(TibetanReview.net, Jan19’22) – Chinese police in Yulshul (Chinese: Yushu) Township of Qinghai Province had summoned Tibetan language right activist Tashi Wangchuk on Jan 17 nearly a year after completing his five-year jail sentence for alleged incitement of separatism. They questioned him on his call on the Chinese authorities earlier this month to allow the use of Tibetan in schools, government jobs and other sectors of Tibetan public life, reported the Tibetan Service of rfa.org Jan 18, citing his Weibo social media posting made the next day.
Wangchuk, a 35-year-old shopkeeper and online seller, was released on Jan 28, 2021 after being jailed for “inciting separatism”, subject to near-constant monitoring by authorities. His crime was his Tibetan language rights advocacy and speaking to the Western media, namely the New York Times, about it in a documentary on the issue.

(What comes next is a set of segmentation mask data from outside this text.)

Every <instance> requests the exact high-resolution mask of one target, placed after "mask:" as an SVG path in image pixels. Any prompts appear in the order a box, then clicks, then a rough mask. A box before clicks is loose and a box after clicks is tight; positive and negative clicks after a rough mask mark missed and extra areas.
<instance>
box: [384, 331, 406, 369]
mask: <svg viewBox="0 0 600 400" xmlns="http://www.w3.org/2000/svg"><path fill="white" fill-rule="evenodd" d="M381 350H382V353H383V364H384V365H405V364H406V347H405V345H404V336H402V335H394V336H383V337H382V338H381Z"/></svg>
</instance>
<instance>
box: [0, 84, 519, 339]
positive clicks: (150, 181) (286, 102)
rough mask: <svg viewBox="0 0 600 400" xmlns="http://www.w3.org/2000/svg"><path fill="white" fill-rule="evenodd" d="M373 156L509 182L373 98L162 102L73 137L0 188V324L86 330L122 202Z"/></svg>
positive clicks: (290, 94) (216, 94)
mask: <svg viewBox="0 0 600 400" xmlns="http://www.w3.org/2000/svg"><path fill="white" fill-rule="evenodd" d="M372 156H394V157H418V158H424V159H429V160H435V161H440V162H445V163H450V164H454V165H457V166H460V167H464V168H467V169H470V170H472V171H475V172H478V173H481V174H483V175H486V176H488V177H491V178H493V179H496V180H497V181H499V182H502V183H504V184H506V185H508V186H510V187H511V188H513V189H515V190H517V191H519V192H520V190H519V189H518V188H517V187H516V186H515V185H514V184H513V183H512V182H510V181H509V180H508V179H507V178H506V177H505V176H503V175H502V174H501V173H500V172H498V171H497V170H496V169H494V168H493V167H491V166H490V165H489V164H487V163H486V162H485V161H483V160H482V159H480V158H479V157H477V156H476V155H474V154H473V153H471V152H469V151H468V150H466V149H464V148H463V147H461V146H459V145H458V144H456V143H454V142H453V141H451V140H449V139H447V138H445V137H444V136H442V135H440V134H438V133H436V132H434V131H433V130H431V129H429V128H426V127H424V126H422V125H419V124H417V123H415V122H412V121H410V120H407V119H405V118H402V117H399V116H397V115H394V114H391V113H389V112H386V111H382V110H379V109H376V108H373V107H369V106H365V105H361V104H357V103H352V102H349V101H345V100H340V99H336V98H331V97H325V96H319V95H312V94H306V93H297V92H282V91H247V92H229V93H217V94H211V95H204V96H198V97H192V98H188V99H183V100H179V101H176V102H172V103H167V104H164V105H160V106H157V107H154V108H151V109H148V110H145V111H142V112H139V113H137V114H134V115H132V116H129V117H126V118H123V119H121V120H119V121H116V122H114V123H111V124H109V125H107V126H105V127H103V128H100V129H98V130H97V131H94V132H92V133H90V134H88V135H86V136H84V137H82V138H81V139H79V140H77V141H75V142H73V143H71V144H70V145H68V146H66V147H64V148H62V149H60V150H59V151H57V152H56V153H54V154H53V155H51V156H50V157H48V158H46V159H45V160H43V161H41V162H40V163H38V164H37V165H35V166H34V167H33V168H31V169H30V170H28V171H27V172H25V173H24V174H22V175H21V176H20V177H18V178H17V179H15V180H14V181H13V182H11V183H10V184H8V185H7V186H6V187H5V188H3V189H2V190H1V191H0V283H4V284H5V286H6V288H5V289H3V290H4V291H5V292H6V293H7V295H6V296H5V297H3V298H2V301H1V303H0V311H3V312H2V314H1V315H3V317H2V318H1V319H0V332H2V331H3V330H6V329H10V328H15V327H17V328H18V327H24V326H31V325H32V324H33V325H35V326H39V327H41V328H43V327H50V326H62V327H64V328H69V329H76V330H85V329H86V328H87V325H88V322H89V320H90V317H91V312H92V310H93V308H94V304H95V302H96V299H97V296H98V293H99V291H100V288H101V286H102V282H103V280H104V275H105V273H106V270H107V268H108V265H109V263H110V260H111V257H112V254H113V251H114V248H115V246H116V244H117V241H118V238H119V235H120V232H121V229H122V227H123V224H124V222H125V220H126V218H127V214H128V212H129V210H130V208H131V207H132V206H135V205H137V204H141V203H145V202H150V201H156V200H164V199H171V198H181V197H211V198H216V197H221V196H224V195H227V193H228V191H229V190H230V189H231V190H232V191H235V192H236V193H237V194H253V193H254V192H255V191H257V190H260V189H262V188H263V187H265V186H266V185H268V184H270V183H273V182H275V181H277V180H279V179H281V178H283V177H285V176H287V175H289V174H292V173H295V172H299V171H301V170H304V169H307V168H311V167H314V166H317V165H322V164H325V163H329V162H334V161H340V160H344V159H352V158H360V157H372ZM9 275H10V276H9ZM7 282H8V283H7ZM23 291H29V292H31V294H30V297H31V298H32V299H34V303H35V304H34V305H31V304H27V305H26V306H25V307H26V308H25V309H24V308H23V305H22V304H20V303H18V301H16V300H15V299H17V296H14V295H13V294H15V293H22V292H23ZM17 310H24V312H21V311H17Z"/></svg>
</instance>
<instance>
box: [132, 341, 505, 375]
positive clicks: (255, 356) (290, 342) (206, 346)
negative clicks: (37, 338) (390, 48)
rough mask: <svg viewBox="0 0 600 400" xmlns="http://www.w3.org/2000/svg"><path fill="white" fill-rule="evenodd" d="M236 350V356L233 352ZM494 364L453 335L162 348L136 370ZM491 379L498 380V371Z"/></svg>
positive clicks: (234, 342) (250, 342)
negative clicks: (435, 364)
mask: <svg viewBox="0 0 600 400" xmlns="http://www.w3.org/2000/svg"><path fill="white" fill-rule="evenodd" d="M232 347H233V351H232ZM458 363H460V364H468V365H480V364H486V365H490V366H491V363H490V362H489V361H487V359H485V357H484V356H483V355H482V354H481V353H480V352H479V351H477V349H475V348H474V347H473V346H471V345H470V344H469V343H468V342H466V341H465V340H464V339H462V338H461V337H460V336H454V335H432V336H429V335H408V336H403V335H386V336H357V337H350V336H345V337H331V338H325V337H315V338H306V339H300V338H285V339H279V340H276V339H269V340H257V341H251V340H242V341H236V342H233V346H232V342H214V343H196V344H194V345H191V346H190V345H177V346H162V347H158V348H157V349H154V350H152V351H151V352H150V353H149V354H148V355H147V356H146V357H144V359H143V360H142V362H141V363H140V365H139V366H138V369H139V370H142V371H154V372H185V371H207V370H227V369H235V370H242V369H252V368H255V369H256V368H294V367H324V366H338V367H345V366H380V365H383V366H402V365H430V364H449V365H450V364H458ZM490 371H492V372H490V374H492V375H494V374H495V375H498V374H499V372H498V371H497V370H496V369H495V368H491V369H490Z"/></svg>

“One of the questions I was asked under interrogation was who had given me the responsibility to advocate for use of the Tibetan language,” Wangchuk was quoted as saying in his Weibo posting.
He felt that Yulshul City and the police bureau were using their power “to stop the public from addressing these problems and advocating for the use of their own language.”
“This is how the Tibetan language has been endangered, and this is how I am raising awareness among government officials of the language rights guaranteed by the Constitution of the People’s Republic of China,” he has said.
He was reported to have written that Tibetans had been left with no choice but to study Chinese in their schools and ignore their own language.
He has said the situation had already become so bad that some Tibetans later won’t be able to read or write in their own language.
Tashi Wangchuk’s apparent resumption of his activism is seen as an act of desperation over the seriousness of the threat to the survival of the Tibetan identity of the Tibetan homeland.